As of Nov 2013 the football team had posted a record 7 seasons with a winning record under Coach Arruza. The football team plays its home games at Day Field.

Basketball
Randolph–Macon's basketball teams have had numerous successful seasons. The women's basketball team played in the NCAA Division III national championship game in the 2004–05 season, losing to Millikin University and finishing second in the nation. The men's basketball team has been ranked #1 in the country by D3hoops.com, most recently in the 2014–15 season, and earned a trip to the Final Four of the NCAA Division III tournament in 2010.  The men's basketball program has made 24 NCAA tournament appearances while the women have appeared in 11 NCAA tournaments.

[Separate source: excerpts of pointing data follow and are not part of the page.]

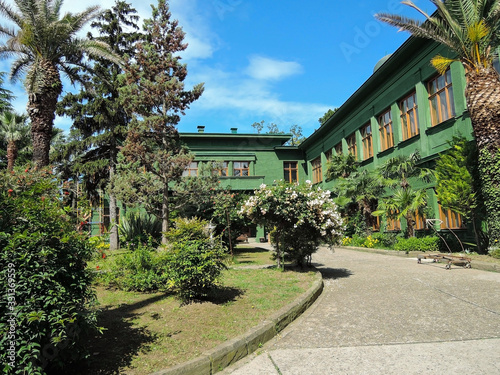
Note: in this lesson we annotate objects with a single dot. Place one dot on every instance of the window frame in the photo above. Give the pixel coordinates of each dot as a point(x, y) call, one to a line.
point(385, 142)
point(352, 147)
point(393, 225)
point(407, 131)
point(224, 168)
point(367, 140)
point(241, 169)
point(317, 172)
point(192, 167)
point(449, 216)
point(293, 166)
point(338, 148)
point(438, 117)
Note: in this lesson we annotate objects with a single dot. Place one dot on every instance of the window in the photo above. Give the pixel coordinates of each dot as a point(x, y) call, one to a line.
point(420, 222)
point(393, 224)
point(328, 155)
point(290, 171)
point(317, 172)
point(366, 135)
point(441, 98)
point(386, 135)
point(409, 116)
point(222, 168)
point(351, 145)
point(338, 148)
point(241, 168)
point(450, 219)
point(191, 169)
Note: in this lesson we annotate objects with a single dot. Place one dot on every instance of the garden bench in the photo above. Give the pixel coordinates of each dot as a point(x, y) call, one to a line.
point(457, 260)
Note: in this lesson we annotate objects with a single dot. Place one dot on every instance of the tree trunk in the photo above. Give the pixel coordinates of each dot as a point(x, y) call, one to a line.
point(409, 226)
point(41, 110)
point(165, 213)
point(11, 155)
point(113, 216)
point(483, 101)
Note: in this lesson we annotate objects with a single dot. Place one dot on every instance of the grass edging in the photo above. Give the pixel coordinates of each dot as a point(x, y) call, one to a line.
point(476, 264)
point(231, 351)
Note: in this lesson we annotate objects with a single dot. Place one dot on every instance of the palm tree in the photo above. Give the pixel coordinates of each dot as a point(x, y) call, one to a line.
point(44, 46)
point(471, 29)
point(404, 203)
point(13, 128)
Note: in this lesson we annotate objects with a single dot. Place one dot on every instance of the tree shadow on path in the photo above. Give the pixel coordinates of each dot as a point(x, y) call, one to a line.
point(333, 273)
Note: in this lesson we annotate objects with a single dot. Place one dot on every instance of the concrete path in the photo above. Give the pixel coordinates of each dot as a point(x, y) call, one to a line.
point(382, 314)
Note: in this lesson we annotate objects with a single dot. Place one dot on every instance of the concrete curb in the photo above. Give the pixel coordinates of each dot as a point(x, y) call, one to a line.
point(231, 351)
point(476, 264)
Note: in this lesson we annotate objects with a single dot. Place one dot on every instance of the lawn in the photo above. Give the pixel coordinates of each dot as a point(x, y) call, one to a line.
point(147, 332)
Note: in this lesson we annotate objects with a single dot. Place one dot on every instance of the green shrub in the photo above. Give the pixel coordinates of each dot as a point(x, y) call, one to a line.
point(495, 252)
point(136, 228)
point(357, 241)
point(142, 270)
point(386, 240)
point(195, 261)
point(43, 273)
point(417, 244)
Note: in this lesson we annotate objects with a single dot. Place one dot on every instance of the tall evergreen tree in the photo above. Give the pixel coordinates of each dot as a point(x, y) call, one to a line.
point(99, 120)
point(155, 95)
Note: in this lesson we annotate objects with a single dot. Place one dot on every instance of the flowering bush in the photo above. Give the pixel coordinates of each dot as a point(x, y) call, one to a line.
point(370, 242)
point(303, 217)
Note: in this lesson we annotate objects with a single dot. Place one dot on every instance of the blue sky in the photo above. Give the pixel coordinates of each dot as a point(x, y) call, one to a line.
point(285, 62)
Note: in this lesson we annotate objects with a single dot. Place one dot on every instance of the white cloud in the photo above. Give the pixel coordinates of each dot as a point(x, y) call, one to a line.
point(264, 68)
point(252, 100)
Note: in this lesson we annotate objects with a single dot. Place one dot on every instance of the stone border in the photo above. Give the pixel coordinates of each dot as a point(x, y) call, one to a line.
point(233, 350)
point(476, 264)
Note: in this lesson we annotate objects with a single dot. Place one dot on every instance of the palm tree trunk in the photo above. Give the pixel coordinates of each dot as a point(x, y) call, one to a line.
point(114, 243)
point(113, 217)
point(483, 100)
point(11, 155)
point(41, 110)
point(165, 213)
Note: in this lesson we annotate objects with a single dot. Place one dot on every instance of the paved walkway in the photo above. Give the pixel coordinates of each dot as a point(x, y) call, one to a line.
point(382, 314)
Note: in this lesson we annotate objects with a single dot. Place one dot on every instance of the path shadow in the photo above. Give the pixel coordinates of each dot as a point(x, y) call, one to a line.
point(333, 273)
point(221, 295)
point(119, 343)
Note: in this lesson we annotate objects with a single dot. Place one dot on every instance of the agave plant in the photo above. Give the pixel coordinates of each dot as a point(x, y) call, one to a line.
point(136, 228)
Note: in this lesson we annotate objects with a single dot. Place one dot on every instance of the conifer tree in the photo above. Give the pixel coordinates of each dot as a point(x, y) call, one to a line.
point(99, 120)
point(155, 96)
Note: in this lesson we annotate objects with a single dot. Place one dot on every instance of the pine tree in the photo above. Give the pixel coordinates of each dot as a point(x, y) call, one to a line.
point(155, 95)
point(99, 120)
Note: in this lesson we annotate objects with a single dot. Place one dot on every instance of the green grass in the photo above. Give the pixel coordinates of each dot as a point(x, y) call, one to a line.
point(247, 255)
point(147, 332)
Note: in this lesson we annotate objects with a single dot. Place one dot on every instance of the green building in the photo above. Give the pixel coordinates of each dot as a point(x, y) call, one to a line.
point(404, 106)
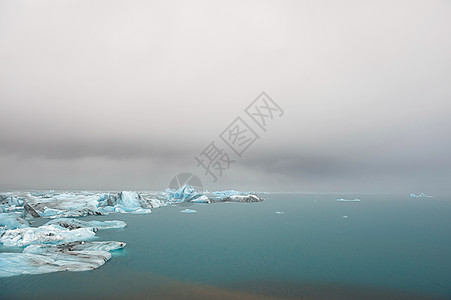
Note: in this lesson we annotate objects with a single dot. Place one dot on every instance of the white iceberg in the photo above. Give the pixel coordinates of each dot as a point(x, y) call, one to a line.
point(420, 195)
point(75, 224)
point(56, 231)
point(47, 234)
point(13, 221)
point(182, 194)
point(348, 200)
point(201, 199)
point(39, 259)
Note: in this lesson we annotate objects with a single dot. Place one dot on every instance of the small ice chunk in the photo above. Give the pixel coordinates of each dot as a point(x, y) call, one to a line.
point(348, 200)
point(13, 220)
point(75, 224)
point(47, 234)
point(201, 199)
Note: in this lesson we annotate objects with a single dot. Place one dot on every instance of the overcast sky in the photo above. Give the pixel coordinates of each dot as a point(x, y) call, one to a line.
point(125, 94)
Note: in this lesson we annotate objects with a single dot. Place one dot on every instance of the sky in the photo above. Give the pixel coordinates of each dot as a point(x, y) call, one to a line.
point(114, 95)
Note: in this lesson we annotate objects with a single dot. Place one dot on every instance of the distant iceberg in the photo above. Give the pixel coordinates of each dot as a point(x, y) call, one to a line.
point(348, 200)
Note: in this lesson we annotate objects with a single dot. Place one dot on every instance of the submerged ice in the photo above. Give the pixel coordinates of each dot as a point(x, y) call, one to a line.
point(65, 243)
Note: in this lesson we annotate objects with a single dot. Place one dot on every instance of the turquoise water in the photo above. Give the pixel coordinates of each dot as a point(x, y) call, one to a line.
point(388, 246)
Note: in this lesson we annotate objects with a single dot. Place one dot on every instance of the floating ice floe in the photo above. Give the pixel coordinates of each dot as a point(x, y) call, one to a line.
point(186, 193)
point(126, 202)
point(348, 200)
point(421, 195)
point(13, 220)
point(64, 243)
point(46, 234)
point(58, 245)
point(39, 259)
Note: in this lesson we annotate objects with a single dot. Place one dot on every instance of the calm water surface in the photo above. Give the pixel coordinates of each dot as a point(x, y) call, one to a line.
point(388, 247)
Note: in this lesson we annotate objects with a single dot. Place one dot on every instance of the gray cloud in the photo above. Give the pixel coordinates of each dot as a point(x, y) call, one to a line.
point(124, 95)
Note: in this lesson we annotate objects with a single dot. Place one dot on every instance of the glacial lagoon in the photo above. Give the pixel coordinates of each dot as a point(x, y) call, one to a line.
point(289, 246)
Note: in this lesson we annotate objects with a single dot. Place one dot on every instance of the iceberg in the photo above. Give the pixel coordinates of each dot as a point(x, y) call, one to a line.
point(39, 259)
point(94, 225)
point(201, 199)
point(241, 198)
point(46, 234)
point(126, 202)
point(13, 221)
point(56, 231)
point(348, 200)
point(185, 193)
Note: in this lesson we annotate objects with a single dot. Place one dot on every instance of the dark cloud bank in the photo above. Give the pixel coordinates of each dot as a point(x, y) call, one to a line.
point(124, 95)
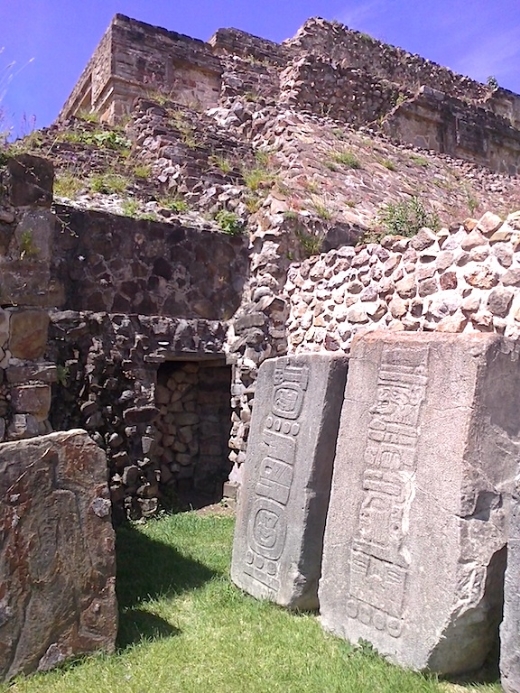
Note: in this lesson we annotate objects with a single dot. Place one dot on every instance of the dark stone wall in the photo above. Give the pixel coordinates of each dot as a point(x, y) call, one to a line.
point(107, 369)
point(123, 265)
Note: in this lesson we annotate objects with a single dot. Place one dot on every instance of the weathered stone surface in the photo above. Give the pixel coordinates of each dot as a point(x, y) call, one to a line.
point(509, 645)
point(32, 399)
point(414, 548)
point(28, 333)
point(57, 567)
point(284, 497)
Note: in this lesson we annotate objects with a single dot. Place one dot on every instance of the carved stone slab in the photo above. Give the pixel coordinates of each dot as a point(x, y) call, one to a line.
point(414, 548)
point(510, 628)
point(57, 561)
point(285, 493)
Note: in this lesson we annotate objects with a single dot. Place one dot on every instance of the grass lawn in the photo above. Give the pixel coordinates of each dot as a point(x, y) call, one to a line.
point(184, 628)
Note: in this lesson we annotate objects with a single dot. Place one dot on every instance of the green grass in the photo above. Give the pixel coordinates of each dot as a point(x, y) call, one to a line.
point(344, 158)
point(184, 628)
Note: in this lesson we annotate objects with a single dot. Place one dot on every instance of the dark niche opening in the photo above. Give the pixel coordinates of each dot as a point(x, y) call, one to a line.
point(193, 426)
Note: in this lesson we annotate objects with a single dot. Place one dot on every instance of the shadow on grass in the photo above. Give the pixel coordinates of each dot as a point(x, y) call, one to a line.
point(148, 570)
point(137, 625)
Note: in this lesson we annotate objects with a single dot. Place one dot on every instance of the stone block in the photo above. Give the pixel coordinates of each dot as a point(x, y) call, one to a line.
point(285, 491)
point(509, 641)
point(28, 334)
point(57, 561)
point(414, 547)
point(32, 399)
point(31, 180)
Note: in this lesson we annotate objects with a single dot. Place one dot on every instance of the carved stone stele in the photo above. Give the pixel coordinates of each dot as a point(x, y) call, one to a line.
point(57, 559)
point(285, 493)
point(414, 550)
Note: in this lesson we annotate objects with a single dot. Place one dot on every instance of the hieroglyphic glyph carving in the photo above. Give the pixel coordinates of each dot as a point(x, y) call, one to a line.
point(284, 496)
point(267, 527)
point(380, 557)
point(416, 528)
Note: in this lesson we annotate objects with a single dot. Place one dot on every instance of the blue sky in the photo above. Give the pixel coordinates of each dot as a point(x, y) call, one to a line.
point(50, 41)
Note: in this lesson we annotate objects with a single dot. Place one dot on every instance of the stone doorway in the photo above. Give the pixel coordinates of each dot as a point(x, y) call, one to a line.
point(193, 427)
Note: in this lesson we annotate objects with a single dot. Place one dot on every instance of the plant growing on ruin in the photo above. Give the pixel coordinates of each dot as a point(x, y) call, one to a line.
point(175, 204)
point(407, 217)
point(221, 162)
point(27, 247)
point(388, 164)
point(108, 183)
point(66, 184)
point(130, 208)
point(473, 203)
point(142, 171)
point(89, 116)
point(345, 158)
point(229, 222)
point(310, 244)
point(419, 160)
point(62, 375)
point(104, 139)
point(322, 210)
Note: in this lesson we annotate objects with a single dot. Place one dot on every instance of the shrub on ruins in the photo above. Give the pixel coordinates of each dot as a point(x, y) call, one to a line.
point(229, 222)
point(345, 158)
point(407, 217)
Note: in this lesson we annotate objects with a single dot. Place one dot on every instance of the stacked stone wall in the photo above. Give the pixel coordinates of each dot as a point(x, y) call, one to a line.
point(26, 291)
point(433, 120)
point(463, 279)
point(352, 95)
point(119, 264)
point(193, 425)
point(333, 40)
point(108, 367)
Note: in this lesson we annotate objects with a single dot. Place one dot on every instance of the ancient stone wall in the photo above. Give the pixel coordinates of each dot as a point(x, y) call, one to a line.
point(124, 265)
point(26, 292)
point(193, 424)
point(108, 367)
point(333, 40)
point(135, 58)
point(352, 95)
point(326, 69)
point(433, 120)
point(235, 42)
point(461, 280)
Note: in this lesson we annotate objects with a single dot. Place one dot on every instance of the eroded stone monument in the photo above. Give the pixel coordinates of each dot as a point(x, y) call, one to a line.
point(510, 628)
point(285, 492)
point(57, 560)
point(414, 549)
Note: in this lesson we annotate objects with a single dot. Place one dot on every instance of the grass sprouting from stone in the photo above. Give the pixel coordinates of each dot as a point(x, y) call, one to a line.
point(184, 628)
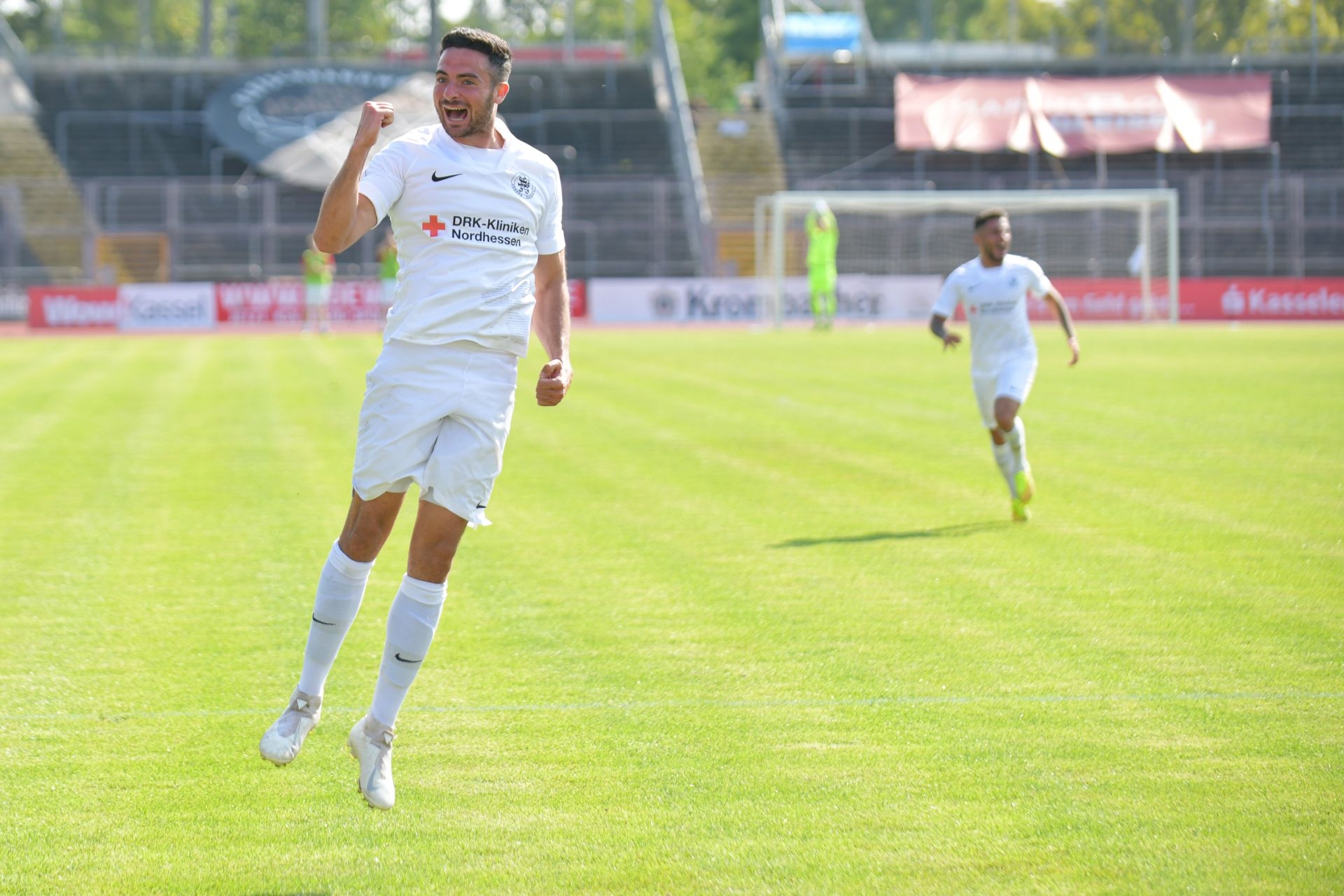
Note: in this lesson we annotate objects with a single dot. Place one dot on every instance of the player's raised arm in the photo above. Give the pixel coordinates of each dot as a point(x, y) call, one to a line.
point(1057, 301)
point(552, 321)
point(346, 216)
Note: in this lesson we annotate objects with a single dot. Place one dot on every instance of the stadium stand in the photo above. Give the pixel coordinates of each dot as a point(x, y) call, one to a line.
point(130, 139)
point(1273, 211)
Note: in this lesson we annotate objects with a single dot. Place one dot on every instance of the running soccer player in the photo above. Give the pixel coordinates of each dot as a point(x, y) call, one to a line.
point(1003, 352)
point(823, 241)
point(476, 214)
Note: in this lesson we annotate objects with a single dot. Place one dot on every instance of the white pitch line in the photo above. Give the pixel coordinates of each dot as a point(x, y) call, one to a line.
point(706, 704)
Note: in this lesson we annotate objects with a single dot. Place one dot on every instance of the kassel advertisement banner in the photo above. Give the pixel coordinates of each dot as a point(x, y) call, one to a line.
point(167, 307)
point(690, 300)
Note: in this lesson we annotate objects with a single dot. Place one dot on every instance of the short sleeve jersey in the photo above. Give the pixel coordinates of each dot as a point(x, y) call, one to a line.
point(996, 305)
point(470, 225)
point(822, 242)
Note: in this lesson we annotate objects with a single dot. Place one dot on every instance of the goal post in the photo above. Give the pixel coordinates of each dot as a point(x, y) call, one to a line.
point(1094, 234)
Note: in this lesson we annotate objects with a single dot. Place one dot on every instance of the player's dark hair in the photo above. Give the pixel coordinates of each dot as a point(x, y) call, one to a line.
point(491, 45)
point(990, 214)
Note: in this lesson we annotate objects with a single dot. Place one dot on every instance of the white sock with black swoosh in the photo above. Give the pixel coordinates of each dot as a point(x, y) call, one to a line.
point(340, 590)
point(410, 629)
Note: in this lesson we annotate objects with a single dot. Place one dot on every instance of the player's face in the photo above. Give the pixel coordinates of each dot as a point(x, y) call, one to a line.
point(465, 96)
point(995, 239)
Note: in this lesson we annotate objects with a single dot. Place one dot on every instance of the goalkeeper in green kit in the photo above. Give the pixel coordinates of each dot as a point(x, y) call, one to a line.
point(823, 239)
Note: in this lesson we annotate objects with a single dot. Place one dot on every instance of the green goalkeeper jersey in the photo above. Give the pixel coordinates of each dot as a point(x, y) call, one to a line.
point(822, 242)
point(318, 267)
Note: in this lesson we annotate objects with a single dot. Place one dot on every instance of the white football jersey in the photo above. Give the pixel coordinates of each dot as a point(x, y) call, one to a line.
point(470, 225)
point(996, 307)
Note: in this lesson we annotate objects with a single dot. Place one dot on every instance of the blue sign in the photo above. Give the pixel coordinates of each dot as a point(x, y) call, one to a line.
point(824, 33)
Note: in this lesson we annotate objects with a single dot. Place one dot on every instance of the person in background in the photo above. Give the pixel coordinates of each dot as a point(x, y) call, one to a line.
point(319, 272)
point(387, 267)
point(823, 239)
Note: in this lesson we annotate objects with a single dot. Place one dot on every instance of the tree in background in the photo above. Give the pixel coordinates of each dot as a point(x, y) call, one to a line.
point(720, 39)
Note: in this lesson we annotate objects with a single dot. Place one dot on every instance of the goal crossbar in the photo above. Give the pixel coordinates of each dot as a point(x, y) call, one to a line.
point(772, 210)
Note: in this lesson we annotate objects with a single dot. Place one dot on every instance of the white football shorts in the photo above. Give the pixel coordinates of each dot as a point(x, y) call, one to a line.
point(436, 415)
point(318, 293)
point(1014, 379)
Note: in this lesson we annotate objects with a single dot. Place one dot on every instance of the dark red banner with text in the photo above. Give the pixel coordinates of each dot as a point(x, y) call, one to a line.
point(74, 307)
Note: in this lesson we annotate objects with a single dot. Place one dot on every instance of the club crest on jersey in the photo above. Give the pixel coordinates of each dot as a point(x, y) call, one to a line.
point(523, 186)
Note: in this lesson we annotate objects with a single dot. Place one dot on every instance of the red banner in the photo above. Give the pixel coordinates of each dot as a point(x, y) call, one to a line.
point(74, 307)
point(1262, 298)
point(283, 301)
point(1084, 115)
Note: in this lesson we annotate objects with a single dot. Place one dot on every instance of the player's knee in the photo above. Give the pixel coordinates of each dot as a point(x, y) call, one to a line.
point(368, 530)
point(432, 561)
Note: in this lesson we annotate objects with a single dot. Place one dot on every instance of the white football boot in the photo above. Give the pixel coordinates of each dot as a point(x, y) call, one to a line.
point(375, 762)
point(283, 739)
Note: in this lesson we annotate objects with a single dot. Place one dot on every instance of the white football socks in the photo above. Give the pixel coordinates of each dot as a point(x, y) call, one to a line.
point(410, 629)
point(339, 594)
point(1018, 442)
point(1007, 465)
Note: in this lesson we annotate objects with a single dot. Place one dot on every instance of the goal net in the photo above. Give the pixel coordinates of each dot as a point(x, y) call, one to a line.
point(1117, 250)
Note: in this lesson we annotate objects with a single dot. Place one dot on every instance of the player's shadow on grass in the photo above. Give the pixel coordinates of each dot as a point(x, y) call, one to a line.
point(941, 532)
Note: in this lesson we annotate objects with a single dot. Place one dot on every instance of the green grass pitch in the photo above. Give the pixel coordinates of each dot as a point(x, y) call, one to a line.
point(750, 620)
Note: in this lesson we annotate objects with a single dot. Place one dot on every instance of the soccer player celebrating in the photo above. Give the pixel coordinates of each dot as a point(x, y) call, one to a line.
point(476, 214)
point(823, 241)
point(1003, 354)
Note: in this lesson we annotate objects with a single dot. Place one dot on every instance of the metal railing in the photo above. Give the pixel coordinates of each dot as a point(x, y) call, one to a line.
point(233, 232)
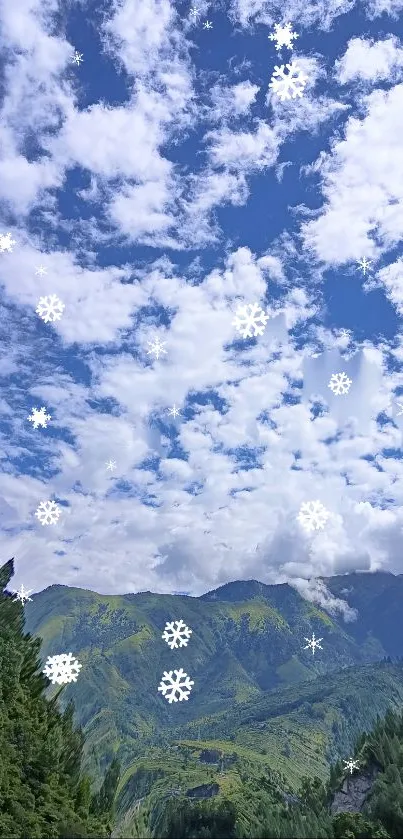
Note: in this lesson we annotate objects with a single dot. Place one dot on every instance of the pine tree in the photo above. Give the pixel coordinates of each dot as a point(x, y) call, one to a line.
point(42, 793)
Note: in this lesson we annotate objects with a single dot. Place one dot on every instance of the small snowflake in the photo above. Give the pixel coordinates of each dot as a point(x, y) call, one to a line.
point(176, 634)
point(283, 35)
point(351, 765)
point(313, 515)
point(39, 417)
point(313, 643)
point(48, 512)
point(248, 318)
point(288, 84)
point(156, 347)
point(6, 242)
point(363, 265)
point(77, 58)
point(173, 412)
point(175, 689)
point(50, 308)
point(340, 384)
point(22, 594)
point(62, 669)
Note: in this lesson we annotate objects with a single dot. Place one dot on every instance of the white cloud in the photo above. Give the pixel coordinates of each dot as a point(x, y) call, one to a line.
point(212, 495)
point(375, 8)
point(370, 61)
point(362, 181)
point(321, 13)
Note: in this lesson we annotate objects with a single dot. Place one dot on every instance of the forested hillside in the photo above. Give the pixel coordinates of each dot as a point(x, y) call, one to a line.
point(43, 793)
point(365, 804)
point(258, 750)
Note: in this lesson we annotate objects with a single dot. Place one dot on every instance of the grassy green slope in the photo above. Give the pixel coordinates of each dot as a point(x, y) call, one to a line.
point(238, 650)
point(280, 737)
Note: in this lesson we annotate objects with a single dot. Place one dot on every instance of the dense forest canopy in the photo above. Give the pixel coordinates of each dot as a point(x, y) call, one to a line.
point(45, 794)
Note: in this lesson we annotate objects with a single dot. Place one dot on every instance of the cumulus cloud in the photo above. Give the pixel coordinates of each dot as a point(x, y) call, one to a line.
point(157, 211)
point(370, 61)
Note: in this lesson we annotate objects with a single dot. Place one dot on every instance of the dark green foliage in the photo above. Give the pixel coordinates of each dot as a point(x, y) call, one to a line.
point(42, 792)
point(201, 820)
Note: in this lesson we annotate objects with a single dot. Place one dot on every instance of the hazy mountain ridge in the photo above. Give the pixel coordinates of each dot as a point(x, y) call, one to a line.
point(292, 713)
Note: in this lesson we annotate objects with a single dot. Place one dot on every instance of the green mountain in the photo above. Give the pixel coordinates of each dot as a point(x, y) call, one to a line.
point(261, 706)
point(43, 793)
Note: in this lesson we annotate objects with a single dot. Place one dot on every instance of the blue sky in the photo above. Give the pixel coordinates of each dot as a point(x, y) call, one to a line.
point(162, 183)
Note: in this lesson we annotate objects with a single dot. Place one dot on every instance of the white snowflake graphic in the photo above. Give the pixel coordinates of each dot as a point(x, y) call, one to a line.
point(313, 643)
point(351, 765)
point(77, 58)
point(39, 417)
point(250, 317)
point(6, 242)
point(175, 688)
point(313, 515)
point(48, 512)
point(174, 411)
point(176, 634)
point(363, 265)
point(50, 308)
point(156, 348)
point(62, 669)
point(22, 594)
point(287, 85)
point(283, 35)
point(340, 383)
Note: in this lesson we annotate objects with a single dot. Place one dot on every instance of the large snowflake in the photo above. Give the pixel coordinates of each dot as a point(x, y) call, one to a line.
point(287, 85)
point(22, 594)
point(50, 308)
point(283, 35)
point(250, 320)
point(175, 688)
point(313, 643)
point(39, 417)
point(340, 383)
point(176, 634)
point(351, 765)
point(156, 348)
point(313, 515)
point(48, 512)
point(62, 669)
point(6, 242)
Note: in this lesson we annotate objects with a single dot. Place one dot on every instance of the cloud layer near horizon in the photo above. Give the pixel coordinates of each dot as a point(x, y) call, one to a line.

Because of the truncated 2020–21 basketball season, the men's program was also de facto media-crowned national champions in a season when the NCAA did not hold a tournament because of an insufficient number of schools playing the season by participating in an organised pre-2014 college football-style national championship game as the No. 1 ranked team in D3Sports.com's polls against No. 2 Trine University, winning the game 69–55. The following season, the Yellow Jackets compiled a record of 33–1 and won the 2022 NCAA Division III Tournament, defeating 16th ranked Elmhurst 75–45 in the final. All-American Buzz Anthony earned the tournament's Most Outstanding Player award.

Women's volleyball
R–MC won its fifth overall ODAC title and made its sixth NCAA appearance in 2016. In 2015 the team made an appearance in the Elite 8.

Baseball
The school's baseball team have won the ODAC championship in 1979, 1987, 2008, 2011, 2013 and 2016. In the 2016 season, R–MC reached the Mideast Regional title game. The Yellow Jackets won the South Regional Championship in 2018 and made their first appearance at the College World Series in Appleton, Wisconsin.